Common Sense: A Ten Year Plan

Ten years is a long time.

That's the amount of time that passes before this whole tax cut fully takes effect. Just think about that. Ten years.

Ten years ago George Bush "Senior" was president. Ten years ago most of us didn't know who Bill Clinton was. Ten years ago those Swissair victims were alive. As were the EgyptAir and Concorde victims. As were the victims in Bosnia and Somalia.

Ten years ago, there was no Internet bubble. In fact, there wasn’t much of an Internet. The Dow was worth about a fourth what it is now. The Nasdaq was worth about a fifth of what it is now. Ten years ago there were no reality shows. There were no Star Wars prequels and no Austin Powers flicks.

There were no surpluses. Only deficits as far as the eye could see. And ten years ago, taxes were lower. Less than two years later, the top rate would suddenly be nearly five points higher.
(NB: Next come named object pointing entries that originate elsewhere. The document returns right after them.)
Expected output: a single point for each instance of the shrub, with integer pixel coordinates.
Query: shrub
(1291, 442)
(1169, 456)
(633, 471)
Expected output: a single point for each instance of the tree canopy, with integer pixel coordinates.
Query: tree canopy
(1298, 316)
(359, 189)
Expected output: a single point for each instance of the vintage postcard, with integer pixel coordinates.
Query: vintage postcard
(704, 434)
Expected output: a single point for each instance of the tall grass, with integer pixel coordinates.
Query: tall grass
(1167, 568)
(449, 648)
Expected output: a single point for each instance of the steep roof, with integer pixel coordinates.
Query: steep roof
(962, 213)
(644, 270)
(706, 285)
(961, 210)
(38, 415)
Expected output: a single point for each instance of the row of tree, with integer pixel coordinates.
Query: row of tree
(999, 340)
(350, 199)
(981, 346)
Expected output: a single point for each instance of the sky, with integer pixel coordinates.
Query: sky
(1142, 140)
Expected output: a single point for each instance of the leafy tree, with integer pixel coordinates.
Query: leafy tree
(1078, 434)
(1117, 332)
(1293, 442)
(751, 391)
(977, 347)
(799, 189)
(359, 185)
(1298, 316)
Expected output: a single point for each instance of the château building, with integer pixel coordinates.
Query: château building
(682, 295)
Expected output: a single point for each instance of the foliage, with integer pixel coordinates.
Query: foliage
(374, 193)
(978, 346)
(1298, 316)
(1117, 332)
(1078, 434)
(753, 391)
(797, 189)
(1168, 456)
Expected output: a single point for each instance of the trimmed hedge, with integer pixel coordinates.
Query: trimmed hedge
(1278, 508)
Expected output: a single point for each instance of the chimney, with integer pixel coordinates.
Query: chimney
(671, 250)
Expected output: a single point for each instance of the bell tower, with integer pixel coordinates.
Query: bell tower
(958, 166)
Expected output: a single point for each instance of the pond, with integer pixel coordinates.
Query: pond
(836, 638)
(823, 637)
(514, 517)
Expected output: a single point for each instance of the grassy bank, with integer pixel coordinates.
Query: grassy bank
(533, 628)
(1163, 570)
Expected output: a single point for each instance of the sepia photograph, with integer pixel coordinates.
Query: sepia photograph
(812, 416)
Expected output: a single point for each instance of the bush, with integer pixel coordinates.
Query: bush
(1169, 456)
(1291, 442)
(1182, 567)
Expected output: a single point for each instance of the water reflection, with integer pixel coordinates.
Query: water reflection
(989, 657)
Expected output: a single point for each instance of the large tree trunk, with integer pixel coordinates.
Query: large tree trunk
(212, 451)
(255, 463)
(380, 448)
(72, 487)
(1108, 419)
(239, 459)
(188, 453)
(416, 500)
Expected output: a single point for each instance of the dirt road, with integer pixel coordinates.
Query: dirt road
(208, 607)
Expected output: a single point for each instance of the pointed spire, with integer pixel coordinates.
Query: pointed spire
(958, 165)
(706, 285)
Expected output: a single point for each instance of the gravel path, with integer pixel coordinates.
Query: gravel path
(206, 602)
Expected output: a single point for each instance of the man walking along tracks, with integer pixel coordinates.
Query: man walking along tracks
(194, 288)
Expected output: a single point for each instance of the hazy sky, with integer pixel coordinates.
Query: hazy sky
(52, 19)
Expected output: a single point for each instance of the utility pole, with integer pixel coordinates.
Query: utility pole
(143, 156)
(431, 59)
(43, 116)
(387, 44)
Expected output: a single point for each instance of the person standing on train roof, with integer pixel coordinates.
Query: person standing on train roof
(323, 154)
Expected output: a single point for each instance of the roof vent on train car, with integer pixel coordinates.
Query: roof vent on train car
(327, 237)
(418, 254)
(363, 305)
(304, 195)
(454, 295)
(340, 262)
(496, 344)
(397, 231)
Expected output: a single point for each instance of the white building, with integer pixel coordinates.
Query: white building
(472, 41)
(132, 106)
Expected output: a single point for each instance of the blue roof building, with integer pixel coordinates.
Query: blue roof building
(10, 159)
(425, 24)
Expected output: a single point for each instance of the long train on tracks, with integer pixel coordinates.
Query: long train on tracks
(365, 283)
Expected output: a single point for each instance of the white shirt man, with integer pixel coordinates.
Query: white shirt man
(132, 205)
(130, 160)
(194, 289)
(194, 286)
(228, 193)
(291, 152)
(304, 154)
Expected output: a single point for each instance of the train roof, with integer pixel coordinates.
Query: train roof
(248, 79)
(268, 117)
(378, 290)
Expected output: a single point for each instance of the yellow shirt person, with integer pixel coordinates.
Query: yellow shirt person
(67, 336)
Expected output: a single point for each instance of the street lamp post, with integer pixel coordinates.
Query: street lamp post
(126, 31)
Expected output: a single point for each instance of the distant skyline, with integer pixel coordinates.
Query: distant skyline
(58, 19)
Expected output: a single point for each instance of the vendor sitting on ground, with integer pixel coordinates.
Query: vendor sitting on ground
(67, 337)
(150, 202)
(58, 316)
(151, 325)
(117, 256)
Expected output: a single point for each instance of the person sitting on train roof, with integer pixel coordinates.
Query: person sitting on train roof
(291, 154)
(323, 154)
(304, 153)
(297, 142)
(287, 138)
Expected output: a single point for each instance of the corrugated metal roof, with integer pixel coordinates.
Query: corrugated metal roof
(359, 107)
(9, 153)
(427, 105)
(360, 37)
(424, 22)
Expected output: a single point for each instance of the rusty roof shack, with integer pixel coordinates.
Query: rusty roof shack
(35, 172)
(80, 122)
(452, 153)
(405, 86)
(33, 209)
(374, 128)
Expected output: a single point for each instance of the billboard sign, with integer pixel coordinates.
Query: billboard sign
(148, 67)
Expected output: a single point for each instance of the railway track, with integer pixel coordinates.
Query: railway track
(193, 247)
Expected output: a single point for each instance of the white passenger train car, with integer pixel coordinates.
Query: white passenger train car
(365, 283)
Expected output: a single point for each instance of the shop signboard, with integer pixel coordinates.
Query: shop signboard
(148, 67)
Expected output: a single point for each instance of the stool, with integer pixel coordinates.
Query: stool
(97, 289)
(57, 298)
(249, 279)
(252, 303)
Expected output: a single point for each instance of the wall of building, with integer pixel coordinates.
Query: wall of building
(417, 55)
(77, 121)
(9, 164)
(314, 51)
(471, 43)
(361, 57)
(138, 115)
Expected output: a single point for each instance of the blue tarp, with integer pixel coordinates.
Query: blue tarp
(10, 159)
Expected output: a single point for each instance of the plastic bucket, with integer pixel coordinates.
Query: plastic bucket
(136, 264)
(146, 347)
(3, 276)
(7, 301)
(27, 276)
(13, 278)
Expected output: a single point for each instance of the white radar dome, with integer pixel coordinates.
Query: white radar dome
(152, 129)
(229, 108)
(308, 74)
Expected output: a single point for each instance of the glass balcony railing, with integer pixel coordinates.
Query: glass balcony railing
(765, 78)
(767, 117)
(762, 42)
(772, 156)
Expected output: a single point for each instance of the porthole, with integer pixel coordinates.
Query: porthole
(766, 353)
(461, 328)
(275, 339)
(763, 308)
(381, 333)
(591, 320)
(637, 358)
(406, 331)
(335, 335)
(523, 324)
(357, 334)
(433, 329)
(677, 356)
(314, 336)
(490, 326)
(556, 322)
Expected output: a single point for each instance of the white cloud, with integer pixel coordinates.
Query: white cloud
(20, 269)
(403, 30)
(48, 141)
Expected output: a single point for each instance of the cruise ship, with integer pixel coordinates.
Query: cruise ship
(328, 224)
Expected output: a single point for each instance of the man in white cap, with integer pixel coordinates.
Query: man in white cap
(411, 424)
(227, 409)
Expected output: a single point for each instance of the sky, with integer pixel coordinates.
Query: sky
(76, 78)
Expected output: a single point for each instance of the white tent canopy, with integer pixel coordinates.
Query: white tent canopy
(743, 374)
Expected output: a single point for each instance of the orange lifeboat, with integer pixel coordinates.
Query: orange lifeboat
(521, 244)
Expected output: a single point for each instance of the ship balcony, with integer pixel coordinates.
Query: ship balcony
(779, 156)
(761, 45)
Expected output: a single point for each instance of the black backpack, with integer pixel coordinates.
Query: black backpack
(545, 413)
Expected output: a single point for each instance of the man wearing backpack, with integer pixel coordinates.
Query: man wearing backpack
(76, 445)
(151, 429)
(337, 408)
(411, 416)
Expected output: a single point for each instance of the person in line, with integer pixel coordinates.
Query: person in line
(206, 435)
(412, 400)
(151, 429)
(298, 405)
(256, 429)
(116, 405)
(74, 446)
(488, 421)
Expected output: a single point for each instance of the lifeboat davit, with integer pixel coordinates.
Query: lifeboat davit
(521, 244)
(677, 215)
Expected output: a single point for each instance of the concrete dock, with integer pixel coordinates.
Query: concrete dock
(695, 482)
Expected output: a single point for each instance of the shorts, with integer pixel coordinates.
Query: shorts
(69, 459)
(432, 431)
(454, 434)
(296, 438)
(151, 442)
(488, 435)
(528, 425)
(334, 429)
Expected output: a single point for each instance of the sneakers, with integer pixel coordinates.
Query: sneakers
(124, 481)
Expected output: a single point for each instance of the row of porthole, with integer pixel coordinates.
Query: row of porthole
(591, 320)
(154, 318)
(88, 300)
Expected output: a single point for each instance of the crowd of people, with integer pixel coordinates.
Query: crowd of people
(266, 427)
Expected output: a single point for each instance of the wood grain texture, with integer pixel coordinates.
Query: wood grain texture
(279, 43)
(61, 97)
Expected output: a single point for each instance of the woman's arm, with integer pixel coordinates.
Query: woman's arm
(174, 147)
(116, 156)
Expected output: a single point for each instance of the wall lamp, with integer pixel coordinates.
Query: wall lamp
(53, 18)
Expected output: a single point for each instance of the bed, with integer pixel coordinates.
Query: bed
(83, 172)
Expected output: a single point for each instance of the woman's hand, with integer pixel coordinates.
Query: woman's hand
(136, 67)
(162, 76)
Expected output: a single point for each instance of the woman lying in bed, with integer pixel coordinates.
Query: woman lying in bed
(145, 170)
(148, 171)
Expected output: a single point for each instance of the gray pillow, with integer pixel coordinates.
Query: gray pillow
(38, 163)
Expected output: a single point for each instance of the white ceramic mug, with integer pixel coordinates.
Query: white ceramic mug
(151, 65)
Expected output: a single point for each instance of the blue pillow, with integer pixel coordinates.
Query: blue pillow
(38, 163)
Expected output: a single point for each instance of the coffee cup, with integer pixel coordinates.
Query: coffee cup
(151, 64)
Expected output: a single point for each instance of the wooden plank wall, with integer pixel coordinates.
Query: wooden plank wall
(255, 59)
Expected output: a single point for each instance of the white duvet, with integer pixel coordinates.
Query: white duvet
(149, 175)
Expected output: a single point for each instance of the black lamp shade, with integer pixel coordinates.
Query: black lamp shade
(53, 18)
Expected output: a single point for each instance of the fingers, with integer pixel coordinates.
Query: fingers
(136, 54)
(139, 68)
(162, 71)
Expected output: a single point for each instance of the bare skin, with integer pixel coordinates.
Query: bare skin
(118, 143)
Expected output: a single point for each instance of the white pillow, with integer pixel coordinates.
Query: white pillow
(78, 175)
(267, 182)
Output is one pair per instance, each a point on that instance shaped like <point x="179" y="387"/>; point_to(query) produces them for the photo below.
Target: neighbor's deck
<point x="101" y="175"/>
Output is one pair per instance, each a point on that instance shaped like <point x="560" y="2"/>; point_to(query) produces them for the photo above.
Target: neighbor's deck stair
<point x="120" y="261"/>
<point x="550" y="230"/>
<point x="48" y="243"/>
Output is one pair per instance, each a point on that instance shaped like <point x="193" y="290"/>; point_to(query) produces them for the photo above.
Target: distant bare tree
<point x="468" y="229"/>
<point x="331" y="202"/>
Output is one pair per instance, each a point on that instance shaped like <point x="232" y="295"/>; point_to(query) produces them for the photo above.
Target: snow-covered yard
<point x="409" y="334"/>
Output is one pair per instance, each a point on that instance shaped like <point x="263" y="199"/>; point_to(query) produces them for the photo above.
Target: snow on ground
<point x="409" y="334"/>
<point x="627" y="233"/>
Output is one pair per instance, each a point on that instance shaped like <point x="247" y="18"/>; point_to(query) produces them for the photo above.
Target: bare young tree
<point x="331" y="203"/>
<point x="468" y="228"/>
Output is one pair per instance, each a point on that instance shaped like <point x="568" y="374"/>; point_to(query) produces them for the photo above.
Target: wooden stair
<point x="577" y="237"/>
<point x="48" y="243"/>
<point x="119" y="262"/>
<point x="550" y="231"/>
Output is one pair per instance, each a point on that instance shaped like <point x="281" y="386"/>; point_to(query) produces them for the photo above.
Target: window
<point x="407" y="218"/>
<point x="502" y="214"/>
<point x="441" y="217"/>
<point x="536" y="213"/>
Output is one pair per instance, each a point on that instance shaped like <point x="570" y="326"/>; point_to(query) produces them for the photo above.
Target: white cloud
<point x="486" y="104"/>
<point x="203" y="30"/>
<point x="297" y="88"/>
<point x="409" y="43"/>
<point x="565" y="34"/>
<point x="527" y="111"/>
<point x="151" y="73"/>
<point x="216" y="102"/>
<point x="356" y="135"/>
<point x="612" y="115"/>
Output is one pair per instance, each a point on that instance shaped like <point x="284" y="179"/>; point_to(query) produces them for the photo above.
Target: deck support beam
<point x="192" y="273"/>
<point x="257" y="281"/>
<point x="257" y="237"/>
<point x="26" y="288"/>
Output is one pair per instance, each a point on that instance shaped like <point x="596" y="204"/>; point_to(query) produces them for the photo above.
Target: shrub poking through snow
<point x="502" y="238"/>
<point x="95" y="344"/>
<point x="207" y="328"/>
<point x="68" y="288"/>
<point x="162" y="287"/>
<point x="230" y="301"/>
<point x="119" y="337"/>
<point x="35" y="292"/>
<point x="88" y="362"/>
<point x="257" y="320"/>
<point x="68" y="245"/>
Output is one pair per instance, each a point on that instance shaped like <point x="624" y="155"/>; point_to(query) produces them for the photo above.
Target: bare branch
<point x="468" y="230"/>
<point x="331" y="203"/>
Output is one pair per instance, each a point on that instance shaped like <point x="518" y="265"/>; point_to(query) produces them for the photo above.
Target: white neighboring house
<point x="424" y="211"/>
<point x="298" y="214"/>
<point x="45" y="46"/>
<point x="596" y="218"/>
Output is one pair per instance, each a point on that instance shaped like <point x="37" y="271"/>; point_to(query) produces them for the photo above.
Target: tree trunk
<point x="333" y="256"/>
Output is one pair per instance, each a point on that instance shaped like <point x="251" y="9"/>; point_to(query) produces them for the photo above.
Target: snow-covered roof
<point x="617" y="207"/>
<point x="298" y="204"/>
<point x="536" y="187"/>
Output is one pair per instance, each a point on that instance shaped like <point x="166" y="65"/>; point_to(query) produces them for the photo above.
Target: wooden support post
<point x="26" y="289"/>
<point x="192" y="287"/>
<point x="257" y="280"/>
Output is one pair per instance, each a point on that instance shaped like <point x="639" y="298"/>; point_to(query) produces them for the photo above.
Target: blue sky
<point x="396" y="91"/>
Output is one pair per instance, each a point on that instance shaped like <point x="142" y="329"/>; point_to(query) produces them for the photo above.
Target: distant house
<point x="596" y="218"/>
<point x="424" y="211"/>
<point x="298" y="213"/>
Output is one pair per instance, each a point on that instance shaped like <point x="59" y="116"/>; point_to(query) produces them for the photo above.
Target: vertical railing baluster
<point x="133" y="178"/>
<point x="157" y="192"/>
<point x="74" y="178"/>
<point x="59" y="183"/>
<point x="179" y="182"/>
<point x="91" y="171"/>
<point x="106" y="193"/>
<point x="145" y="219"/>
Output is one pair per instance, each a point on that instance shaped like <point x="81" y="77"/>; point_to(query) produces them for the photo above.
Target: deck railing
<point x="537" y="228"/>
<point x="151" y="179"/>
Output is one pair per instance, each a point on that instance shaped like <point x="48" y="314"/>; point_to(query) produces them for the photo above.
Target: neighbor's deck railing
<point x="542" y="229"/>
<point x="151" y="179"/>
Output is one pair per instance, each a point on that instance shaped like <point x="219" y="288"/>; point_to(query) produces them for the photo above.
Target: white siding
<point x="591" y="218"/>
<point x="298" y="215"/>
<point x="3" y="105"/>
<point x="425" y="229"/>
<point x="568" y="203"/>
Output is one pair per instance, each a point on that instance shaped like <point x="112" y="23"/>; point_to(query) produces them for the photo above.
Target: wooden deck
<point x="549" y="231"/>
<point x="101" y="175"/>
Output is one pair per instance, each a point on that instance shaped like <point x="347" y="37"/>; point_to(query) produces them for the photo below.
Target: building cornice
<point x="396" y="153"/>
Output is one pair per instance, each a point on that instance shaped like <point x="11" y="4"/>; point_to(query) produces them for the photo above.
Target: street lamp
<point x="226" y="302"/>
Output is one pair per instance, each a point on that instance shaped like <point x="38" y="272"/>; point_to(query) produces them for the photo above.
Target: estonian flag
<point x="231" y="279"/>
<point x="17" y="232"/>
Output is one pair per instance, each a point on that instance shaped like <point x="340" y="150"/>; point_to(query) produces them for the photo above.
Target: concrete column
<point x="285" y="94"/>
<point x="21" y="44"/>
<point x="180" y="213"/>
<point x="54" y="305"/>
My point? Over time a lot of things change. Some times, in record time.

That's why I worry about this ten-year tax plan of President Bush's. Because so much of it takes effect later, rather than sooner.

I'd like to say I trust Washington to keep to its vote and its word, that these tax cuts will come. But I have my doubts and I have my ears. I hear what Tom Daschle is saying, that down the road it might be appropriate to revisit this whole tax cut issue. And I have my eyes. I read what former Congressional Budget Office head Robert Reischauer writes about nixing some of the tax cuts before they take effect, so it doesn't look like a tax hike getting rid of them after they take effect.

And I have my gut. Which tells me left to its own devices, many in Congress would rather spend more than give back.